Ever wanted to know why it is called ‘Boxing Day’? Remy delves into the history of Boxing Day and some famous Aussie traditions.

Written by Remy Naughton

When I think of Boxing Day, I usually have the ‘50% OFF EVERYTHING’ images running through my head.

Others think of the cricket test, maybe it’s watching the Sydney to Hobart Yacht race, or perhaps others are salivating over the public holiday pay.

Growing up, my siblings and I would sit in a hot room waiting to go to the beach while watching Dad yell about something to do with cricket on the TV.

The memories of burning hot sand singeing our feet while we would run to the ocean is something I wish I could forget, but the laughs and the fun of beach cricket is something I will forever hold on to.

Boxing Day is different for everyone, but how did it start?

Origins of Boxing Day

Boxing Day originated in the UK in the 1800s and is celebrated in most countries under the British Commonwealth.
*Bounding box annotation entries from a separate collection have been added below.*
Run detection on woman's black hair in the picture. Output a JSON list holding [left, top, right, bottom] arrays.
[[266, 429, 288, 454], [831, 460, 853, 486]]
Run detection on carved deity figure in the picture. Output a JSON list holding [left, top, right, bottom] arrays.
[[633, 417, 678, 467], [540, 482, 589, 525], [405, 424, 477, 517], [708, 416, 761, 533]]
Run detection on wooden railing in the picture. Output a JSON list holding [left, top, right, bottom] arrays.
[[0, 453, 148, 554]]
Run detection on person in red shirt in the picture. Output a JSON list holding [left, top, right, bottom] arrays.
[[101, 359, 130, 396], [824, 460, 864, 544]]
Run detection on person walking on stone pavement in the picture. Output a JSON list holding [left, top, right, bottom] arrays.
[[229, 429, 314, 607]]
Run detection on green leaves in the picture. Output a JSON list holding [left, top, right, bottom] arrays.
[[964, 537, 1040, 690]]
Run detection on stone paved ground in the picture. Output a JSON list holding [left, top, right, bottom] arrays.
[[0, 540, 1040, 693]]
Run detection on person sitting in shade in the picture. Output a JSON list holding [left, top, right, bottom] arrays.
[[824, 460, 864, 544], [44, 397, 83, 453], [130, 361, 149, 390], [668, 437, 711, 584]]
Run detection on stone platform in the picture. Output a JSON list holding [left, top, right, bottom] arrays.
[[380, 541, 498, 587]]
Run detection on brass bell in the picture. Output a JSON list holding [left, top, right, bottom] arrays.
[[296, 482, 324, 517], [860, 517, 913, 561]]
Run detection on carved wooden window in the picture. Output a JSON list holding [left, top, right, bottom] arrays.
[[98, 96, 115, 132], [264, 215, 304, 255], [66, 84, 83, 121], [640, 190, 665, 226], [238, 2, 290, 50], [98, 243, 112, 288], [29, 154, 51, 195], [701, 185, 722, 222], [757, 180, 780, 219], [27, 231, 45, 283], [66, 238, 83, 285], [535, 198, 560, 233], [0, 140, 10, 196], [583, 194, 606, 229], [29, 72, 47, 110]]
The name comes from a time around Queen Victoria’s reign, when the rich would box up gifts to give to the poor.

The date was traditionally a day off for the servants and their masters would give them a special Christmas box.

On the now-called Boxing Day, the servants would also give their families Christmas boxes.

A professor from Monash University believes the tradition of giving Christmas boxes goes back to the 16th century.

Constant Mews told SBS it was initially created to bridge social divides.

In Ireland and the Catalonia region of Spain, the date has a religious connection and is celebrated as Saint Stephen’s Day.

In some European countries, the day is celebrated as a second Christmas Day.

The name comes from a time around Queen Victoria’s reign, when the rich would box up gifts to give to the poor.

How is it different in Australia?

The tradition of handing presents from the rich to the poor followed its way to Australia.

But in the Late 19th and early 20th century, Boxing Day in Australia is about four things, and four things only.

              1. Shopping

              2. Cricket

              3. Sydney to Hobart Yacht Race

              4. Family

Beaches are littered with a range of colourful umbrellas, and the sound of cards accepting payments fills the shopping centres, while laughter is shared around the table at a family lunch.

Everyone spends their Boxing Day very differently, but it is important to reflect on the year and how you want to continue it in the new year.